MP Calls For Return Of Death Penalty To Tackle Violent Crime
An MP has written to the Secretary of State for Justice David Gauke "to ask if he will make an assessment of the potential merits of bringing forward legislative proposals to reintroduce the death penalty to tackle violent crime."
Lincolnshire MP John Hayes told Leicestershire Live that the rise in violent crime shows the death penalty should be reintroduced as it would be a more fitting punishment for criminals.
The Express reported that last month, the Office for National Statistics released its latest crime figures for England and Wales for the year to June 2018.
Despite violent crime remaining largely unchanged at 1.275 million offences, those involving knives or a sharp instrument rose 12 percent to 39,332 offences - the highest since comparable data began to be collected in April 2010.
Mr Hayes, the Tory MP for South Holland and the Deepings said: "We have had a number of serious crimes, the murder rates increases and barely a week goes by without hearing about some horrific child murder or old people being attacked and killed.
"Many of my constituents say that's partly because we don't respond appropriately. It seems to me there really needs to be a fitting punishment.
"I say capital punishment should be a sentence available to the courts but the death penalty should not be mandatory - that's always been my position.
He added: "If you look at the Westminster Bridge attacker, he was shot in cold blood after someone had taken a proper decision to stop him.
"If he had survived I think most of the British public would have been OK if he had received a fair trial and been hanged - most people would deem that appropriate.
"Fred West and Harold Shipman killed themselves and it was almost as if they knew that was the right thing for them to do.
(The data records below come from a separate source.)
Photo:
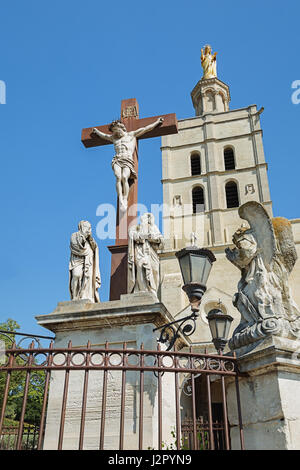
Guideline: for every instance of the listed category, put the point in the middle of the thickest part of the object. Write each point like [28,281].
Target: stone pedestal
[270,391]
[132,320]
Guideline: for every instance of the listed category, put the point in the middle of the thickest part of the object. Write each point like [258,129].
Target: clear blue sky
[67,65]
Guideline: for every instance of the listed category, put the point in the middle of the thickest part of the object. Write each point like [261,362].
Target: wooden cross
[130,117]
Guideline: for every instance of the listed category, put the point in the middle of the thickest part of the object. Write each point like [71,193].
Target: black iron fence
[112,398]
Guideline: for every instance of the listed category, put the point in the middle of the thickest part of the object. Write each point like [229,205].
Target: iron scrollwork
[171,331]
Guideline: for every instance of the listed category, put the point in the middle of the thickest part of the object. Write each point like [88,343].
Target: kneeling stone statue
[84,279]
[266,254]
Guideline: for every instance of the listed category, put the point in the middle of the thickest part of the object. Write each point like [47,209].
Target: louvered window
[232,197]
[198,199]
[229,161]
[195,165]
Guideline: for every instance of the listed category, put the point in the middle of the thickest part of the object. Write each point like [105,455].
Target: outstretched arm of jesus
[143,130]
[102,134]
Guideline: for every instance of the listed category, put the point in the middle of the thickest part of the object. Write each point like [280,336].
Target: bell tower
[214,164]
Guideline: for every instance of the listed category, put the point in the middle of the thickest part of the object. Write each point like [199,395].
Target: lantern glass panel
[201,267]
[184,262]
[213,328]
[221,328]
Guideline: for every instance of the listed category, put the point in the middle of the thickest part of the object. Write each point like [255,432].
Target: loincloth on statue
[124,162]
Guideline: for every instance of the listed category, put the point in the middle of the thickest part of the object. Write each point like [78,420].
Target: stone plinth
[132,320]
[270,392]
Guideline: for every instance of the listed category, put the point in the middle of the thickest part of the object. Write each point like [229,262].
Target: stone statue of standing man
[122,163]
[143,261]
[84,264]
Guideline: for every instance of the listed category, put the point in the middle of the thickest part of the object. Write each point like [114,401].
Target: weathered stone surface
[270,409]
[129,320]
[265,253]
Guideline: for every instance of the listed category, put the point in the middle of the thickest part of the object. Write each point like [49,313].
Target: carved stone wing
[262,227]
[285,242]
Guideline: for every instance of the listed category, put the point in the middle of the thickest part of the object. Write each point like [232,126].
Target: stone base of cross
[127,217]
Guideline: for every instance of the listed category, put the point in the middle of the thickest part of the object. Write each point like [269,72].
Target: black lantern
[219,324]
[195,264]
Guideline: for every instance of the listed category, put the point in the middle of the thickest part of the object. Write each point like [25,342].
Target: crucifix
[124,135]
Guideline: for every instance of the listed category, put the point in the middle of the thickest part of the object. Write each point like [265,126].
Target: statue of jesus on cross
[122,163]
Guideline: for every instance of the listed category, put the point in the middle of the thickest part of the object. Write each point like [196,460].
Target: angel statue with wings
[265,253]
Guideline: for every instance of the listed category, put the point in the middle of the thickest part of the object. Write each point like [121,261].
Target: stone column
[270,396]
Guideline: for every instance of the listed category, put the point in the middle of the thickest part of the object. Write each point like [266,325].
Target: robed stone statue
[84,264]
[143,261]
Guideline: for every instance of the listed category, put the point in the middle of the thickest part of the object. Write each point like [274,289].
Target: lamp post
[195,265]
[219,324]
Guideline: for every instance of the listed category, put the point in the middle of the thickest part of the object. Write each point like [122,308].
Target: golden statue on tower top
[209,63]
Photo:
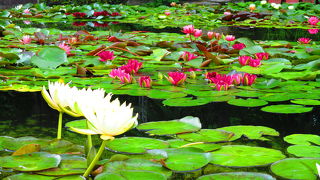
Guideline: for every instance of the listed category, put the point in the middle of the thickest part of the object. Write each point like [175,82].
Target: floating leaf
[286,109]
[207,135]
[172,127]
[296,168]
[247,102]
[304,151]
[135,144]
[303,139]
[31,162]
[245,156]
[237,175]
[251,132]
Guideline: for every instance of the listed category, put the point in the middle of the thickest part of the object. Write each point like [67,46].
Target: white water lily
[107,118]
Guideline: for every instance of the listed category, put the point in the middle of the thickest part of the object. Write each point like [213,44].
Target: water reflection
[25,114]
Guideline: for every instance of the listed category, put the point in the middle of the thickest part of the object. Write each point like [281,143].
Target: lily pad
[304,151]
[237,175]
[296,168]
[186,159]
[251,132]
[303,139]
[31,162]
[131,165]
[25,176]
[184,125]
[286,109]
[245,156]
[247,102]
[207,135]
[136,145]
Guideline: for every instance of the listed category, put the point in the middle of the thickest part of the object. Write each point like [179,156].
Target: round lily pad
[130,165]
[237,175]
[247,102]
[186,124]
[310,102]
[304,151]
[207,135]
[303,139]
[286,109]
[251,132]
[296,168]
[206,147]
[31,162]
[25,176]
[186,159]
[136,145]
[245,156]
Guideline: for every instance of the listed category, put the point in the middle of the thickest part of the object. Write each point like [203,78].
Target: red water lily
[106,56]
[145,81]
[176,78]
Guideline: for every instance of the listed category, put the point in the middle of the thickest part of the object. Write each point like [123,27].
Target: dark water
[252,33]
[27,114]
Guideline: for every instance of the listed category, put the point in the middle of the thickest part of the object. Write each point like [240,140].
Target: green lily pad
[247,102]
[186,159]
[237,175]
[311,102]
[131,175]
[207,135]
[303,139]
[131,165]
[286,109]
[186,124]
[296,168]
[25,176]
[245,156]
[304,151]
[251,132]
[136,145]
[206,147]
[31,162]
[69,165]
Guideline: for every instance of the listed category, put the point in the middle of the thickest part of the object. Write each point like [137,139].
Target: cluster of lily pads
[177,148]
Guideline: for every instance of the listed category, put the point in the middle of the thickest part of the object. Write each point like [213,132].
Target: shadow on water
[27,114]
[252,33]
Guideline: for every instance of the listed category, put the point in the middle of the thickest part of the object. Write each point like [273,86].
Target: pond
[234,99]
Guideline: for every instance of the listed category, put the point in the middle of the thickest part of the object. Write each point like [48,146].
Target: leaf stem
[59,126]
[96,158]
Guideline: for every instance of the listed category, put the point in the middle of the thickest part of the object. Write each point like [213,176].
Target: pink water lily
[239,46]
[248,79]
[197,33]
[189,29]
[313,20]
[313,31]
[106,56]
[304,40]
[244,60]
[116,73]
[145,81]
[230,37]
[176,78]
[65,47]
[188,56]
[25,39]
[132,66]
[262,56]
[254,62]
I did not table a motion, I simply raised it as a question."
But the Government has dismissed the request, saying that it remains opposed to the death penalty and has no plans to reintroduce it.
Under Secretary for Justice Edward Argar said that there is no evidence that bringing back the death penalty would deter criminals, warning that it would 'bring with it the very real risk that some innocent people would die'.
He wrote: "The Government opposes the use of the death penalty in all circumstances and has no plans to reintroduce it.
"We are also actively advocating for the global abolition of the death penalty.
"This includes meeting with foreign delegations, who have the death penalty, to set out our alternative sentencing framework."
Mr Argar added: "There is no evidence that capital punishment acts as a deterrent to violent crime.
"Furthermore, the reintroduction of the death penalty would bring with it the very real risk that some innocent people would die."